|
Reviews



Other


| |
THE PRESERVE
By
PATRICK LESTEWKA
(Necro Publications; 2004)
This tough, gore-packed blow-out combines breakneck action with unflinching
horror. It’s very much in line with the work of
Ed Lee, the current sultan of
all things extreme, and the Oregon-based Necro Publications, who can always be
counted on for truly envelope-pushing fiction of a type the major publishers
won’t go near (Necro have since put out a Lestewka-Lee collaboration, which
sounds like a true match made in Heaven--or, more accurately, Hell).
It’s is a far, far cry, in other words, from the quiet,
suggestive brand of terror we’re always being told is better for us. Obviously
I don’t concur with that idea, as in my view there’s nothing better than extreme
horror in the hands of a writer who knows his stuff, which is definitely the
case with THE PRESERVE.
It’s the debut novel by Patrick Lestewka, who I
understand recently beat out Wrath James White in a literary gross-out contest
(THAT, my friends, is saying something!). He spins a fitfully imaginative yarn
with a great deal of startling grue and page-burning tension.
The protagonists are five battle-hardened survivors of
an elite Vietnam combat unit who confronted some hideous things back in 1967.
Twenty years later the five are leading none-too-normal lives in eighties
America, with occupations that include bank robber and mob enforcer--which
provides one of the book’s most memorable gore set pieces, involving a dude left
in a tanning booth for a long time--while forever trying to put their
wartime experiences behind them.
Those experiences, however, are about to come rushing
back with a vengeance. Anton Grosevoir, an eccentric millionaire, contacts each
man with a business proposition: track down and kill some escaped convicts in
the wilds of Northern Canada. If the five vets can do it they get a million
bucks each. Sounds pretty easy, but, as you might guess, there’s much Grosevoir
didn’t bother telling his charges.
It seems he’s not the unassuming millionaire he
presents himself as, and has a definite, and disturbing, connection with the
protagonists’ Vietnam exploits. As for the wilderness setting, it’s actually a
preserve housing an array of supernatural creatures plucked from remote corners
of the globe, and soon our shell-shocked heroes are unleashing state of the art
weaponry upon an array of predatory beasts.
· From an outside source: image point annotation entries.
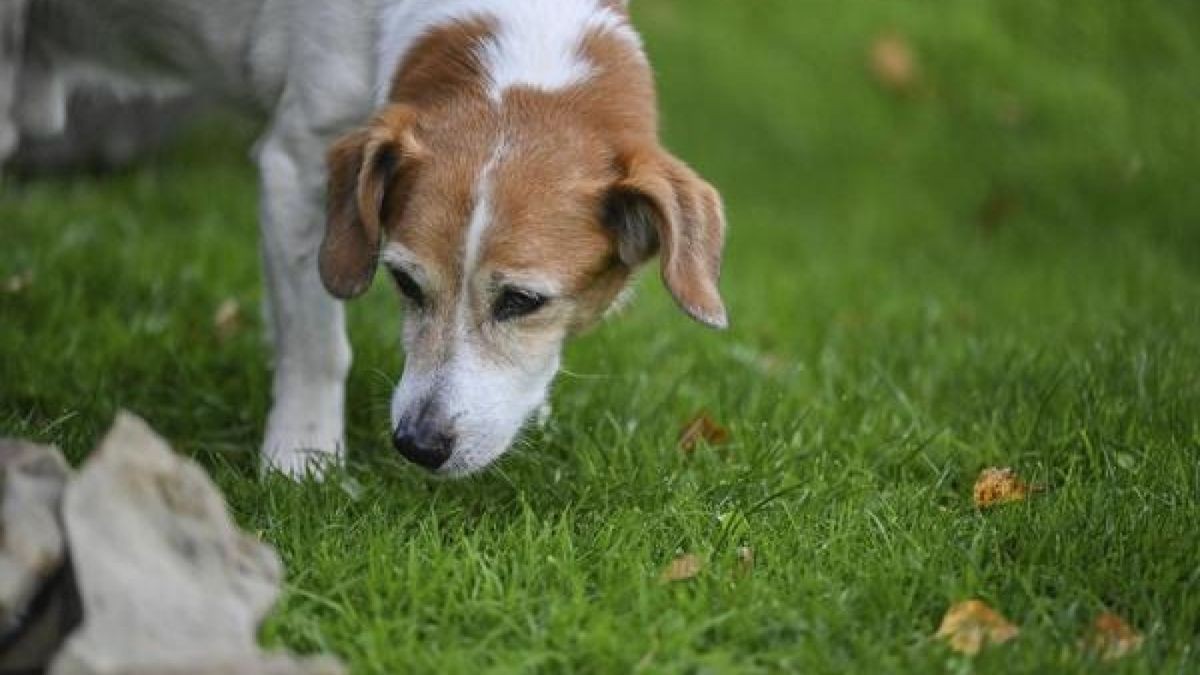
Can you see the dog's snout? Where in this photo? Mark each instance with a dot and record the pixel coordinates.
(424, 444)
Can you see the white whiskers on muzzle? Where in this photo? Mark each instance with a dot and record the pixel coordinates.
(460, 417)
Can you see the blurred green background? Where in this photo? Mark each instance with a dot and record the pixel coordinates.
(963, 233)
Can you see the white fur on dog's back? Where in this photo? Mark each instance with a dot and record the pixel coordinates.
(537, 42)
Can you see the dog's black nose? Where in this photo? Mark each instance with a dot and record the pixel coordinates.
(426, 448)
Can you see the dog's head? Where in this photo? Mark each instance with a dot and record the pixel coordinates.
(509, 223)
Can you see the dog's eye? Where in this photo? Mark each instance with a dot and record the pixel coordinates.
(407, 286)
(515, 303)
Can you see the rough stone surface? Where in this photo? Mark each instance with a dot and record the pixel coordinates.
(34, 590)
(168, 583)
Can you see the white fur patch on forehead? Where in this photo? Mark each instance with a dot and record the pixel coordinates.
(537, 42)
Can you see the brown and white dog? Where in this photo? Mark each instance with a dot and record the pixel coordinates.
(510, 180)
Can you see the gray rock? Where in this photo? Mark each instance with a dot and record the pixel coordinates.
(34, 585)
(168, 583)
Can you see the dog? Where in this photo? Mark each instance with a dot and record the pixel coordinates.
(498, 159)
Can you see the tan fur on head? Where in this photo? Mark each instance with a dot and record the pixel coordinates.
(366, 167)
(477, 192)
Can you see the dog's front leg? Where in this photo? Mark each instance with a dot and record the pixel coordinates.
(312, 354)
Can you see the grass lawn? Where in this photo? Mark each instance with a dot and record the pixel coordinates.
(997, 267)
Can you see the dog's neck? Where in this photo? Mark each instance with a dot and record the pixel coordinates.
(537, 45)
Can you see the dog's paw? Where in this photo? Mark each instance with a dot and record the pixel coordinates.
(300, 457)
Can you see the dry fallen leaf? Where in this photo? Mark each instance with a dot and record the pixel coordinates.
(971, 625)
(999, 487)
(893, 64)
(702, 428)
(227, 320)
(745, 561)
(682, 568)
(1111, 638)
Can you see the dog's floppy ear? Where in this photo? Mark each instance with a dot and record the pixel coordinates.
(661, 205)
(365, 172)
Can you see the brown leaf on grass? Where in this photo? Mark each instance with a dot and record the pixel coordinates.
(18, 282)
(894, 64)
(702, 428)
(227, 320)
(745, 561)
(682, 568)
(1111, 638)
(1000, 485)
(971, 625)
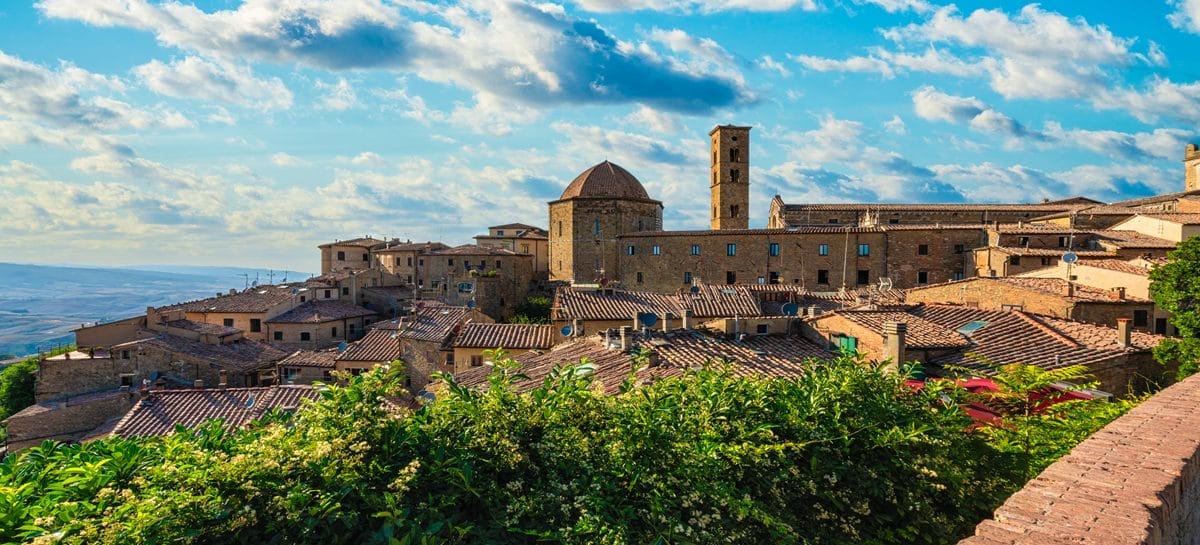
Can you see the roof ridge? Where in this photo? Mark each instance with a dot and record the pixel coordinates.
(1048, 329)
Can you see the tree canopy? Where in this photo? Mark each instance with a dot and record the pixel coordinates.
(1175, 288)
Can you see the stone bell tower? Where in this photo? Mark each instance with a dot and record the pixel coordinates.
(731, 177)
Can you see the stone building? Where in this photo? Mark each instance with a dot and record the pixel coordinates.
(1050, 297)
(599, 205)
(521, 238)
(342, 255)
(475, 339)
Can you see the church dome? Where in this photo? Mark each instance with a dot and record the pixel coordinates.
(606, 180)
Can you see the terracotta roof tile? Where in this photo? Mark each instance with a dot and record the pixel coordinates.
(253, 300)
(321, 311)
(676, 353)
(161, 411)
(921, 333)
(509, 336)
(606, 180)
(311, 359)
(1014, 336)
(244, 355)
(365, 241)
(378, 345)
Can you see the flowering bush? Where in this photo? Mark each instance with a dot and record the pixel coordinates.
(843, 454)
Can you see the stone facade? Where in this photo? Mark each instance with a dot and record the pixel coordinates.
(583, 245)
(817, 258)
(731, 178)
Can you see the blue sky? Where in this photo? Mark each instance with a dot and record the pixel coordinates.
(245, 133)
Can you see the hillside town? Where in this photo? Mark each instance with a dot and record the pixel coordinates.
(946, 286)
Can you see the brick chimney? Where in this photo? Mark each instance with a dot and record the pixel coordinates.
(1125, 331)
(894, 334)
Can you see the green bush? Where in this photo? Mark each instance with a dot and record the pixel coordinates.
(844, 454)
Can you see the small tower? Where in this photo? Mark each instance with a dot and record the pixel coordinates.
(731, 177)
(1192, 168)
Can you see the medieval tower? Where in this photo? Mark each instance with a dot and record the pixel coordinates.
(731, 177)
(1192, 168)
(599, 205)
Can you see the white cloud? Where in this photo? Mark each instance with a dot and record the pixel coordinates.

The results are wet and meaty to a fault, with robust,
muscular prose that alternates ‘Nam flashbacks with the present action, which
with its rustic scenery and relentless violence comes to increasingly resemble
the horrific past. Like quite a few modern horror novels, this one is very
cinematic; I often felt the author was visualizing his narrative in filmic
rather than literary terms, particularly in the sometimes incoherent action of
the climax. The book works, though, being a veritable feast for gore buffs, but
with a genuinely heartfelt depiction of the scars left by Vietnam--which, as the
subdued finale makes clear, continue to fester.